At this point, CFC reaches out immediately to appraise the policyholder, in order to intervene and to mitigate the evolving cyber incident before an attack can happen. It’s a very involved process, he said, which requires a lot of infrastructure, personnel and expertise but it means that from the moment a CFC policyholder buys a policy, they’re instantly in a much stronger position than they were previously.
The real magic of an insurance policy is the impact it has on a policyholder in a worst-case scenario and the same is true for the proactive cyber offerings, with the added bonus that the loss – both financial and otherwise – and stress of a cyber attack has also been avoided. Citing an example, Burns noted that a children’s hospital insured by CFC was the victim of a recent trick bot infection.
Trick bot infections are a form of malware that infect devices and connect them to criminal networks over the internet, he said, and this visibility into an organisation’s assets makes for a high probability that a ransomware attack will occur at some stage. After becoming aware of the infection via CFC’s threat intelligence feeds, CFC’s security team was able to contact the IT department of the insured to appraise them of the situation and help remotely support them in removing the infection from their network and securing their wider network against subsequent attempted attacks.
“Based on our claims data, the average ransomware demand for that type of customer of that size could easily have been up to £1.3 million had the attack been successful,” he said. “That’s an absolute game changer for an entity like that, as the limit on their policy was £1 million. So, not only do you avert them from having to claim on their policy, but also you protect them against any uninsured losses they would have had as well.”
There’s no doubt that the narrative around proactive cyber has changed, Burns said, though it is really only in very recent years that it has started to be spoken about more widely.
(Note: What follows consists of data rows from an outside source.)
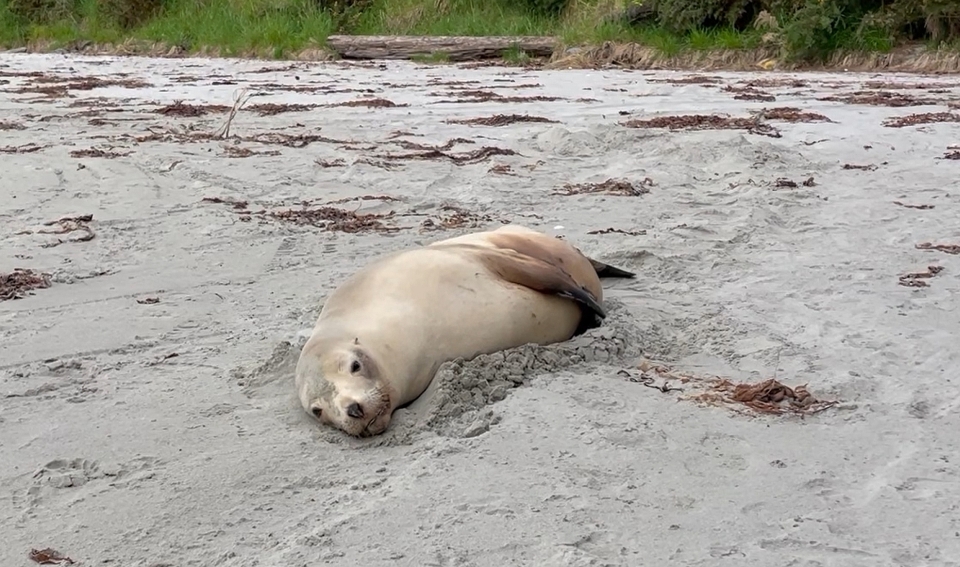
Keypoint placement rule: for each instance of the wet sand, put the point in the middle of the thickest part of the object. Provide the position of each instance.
(148, 415)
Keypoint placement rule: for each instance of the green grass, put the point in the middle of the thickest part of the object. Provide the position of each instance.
(279, 28)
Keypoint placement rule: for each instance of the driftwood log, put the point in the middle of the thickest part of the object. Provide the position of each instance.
(455, 48)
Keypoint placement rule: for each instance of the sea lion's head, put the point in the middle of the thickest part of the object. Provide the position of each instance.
(342, 385)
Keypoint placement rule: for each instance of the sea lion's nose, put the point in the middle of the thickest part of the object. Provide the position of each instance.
(355, 411)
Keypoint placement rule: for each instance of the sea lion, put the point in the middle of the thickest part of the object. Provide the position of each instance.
(383, 333)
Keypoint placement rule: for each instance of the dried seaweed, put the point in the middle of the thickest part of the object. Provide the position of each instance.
(918, 279)
(948, 248)
(611, 186)
(706, 122)
(502, 120)
(922, 118)
(21, 282)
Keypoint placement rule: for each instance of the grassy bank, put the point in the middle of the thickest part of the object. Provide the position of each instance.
(799, 30)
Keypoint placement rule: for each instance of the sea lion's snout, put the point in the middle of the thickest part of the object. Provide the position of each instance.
(354, 410)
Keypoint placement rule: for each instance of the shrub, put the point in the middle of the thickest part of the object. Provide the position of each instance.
(689, 15)
(545, 7)
(128, 14)
(44, 11)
Brokers are now seeing proactive protection as a core component of any cyber insurance proposition, and it’s becoming a must-have for those brokers who know the market well and want to sell their clients the best possible product.
“On the other side,” he said, “reinsurers are also looking at the extent to which cedents have these services in place because it can help protect the bottom line, help control and mitigate losses, and help in the event of more widespread systemic events. So, it’s certainly become a much more popular talking point, both on the customer side and on the supply side.”
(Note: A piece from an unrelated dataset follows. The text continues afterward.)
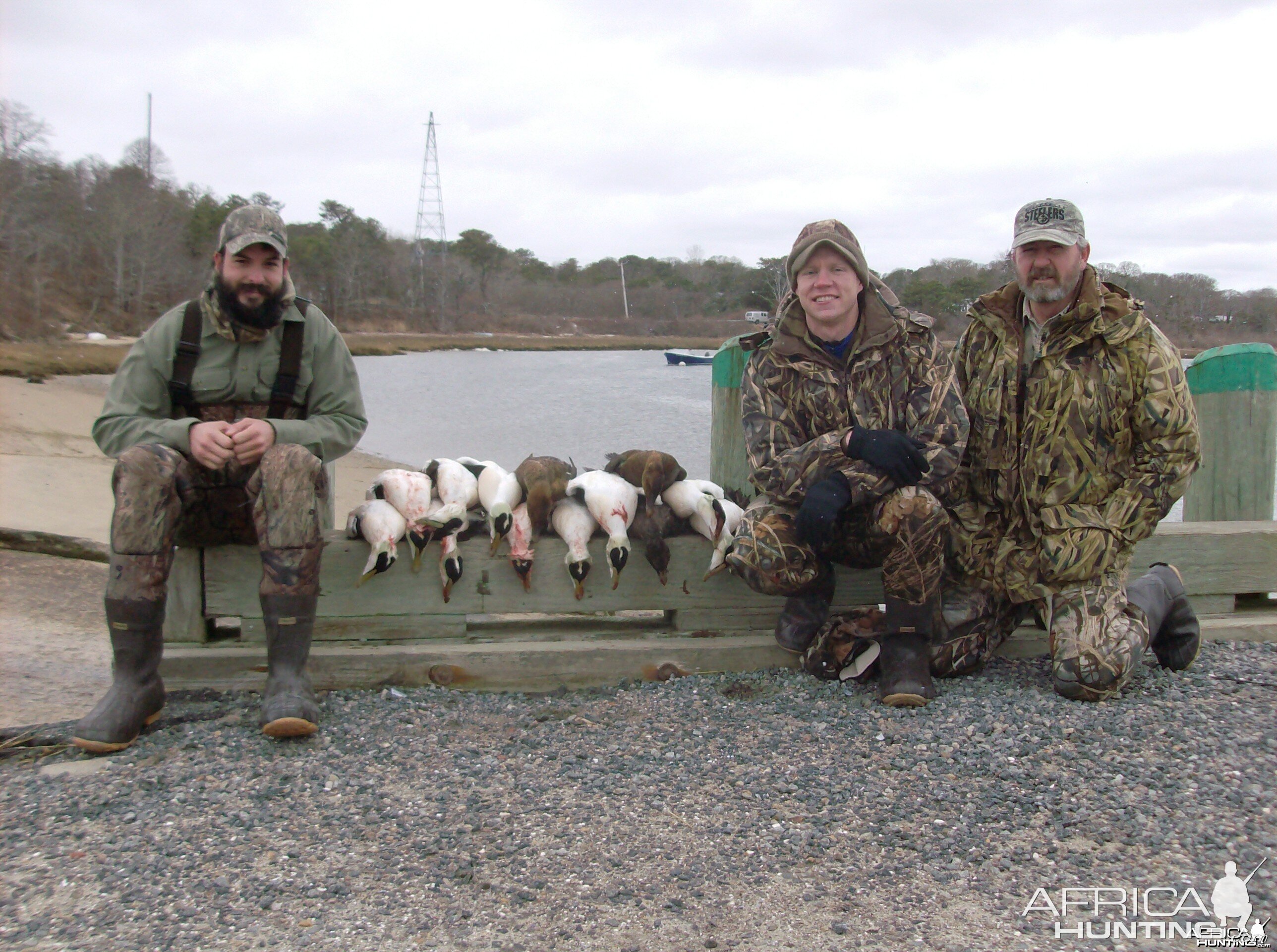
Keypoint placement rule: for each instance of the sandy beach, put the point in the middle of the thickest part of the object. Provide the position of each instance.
(54, 656)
Despite the uptick in interest from brokers and reinsurers alike, however, Burns noted that while proactive protection in cyber is more widespread than it was, there’s still a dearth of cyber insurers which offer these services in-house. CFC has found that there’s an enormous benefit to being able to provide these solutions in-house, he said, and in actually owning the technology, the resources, the expertise and the security teams that enact proactive protection.
“It means that we have total transparency across all the proactive services that we offer, which means that we can respond quicker, and it also enhances the service for the client,” he said. “In terms of where it goes next, I can only see proactive protection having to become a mainstream service that cyber insurers offer.
“It is increasingly requested by brokers and I think that to succeed in this market, you’re going to have to show that you have robust loss prevention services. What's going to be interesting is when brokers start getting to know more about how this works because I think we’ll get more questions around how one insurer service might compare with the other.”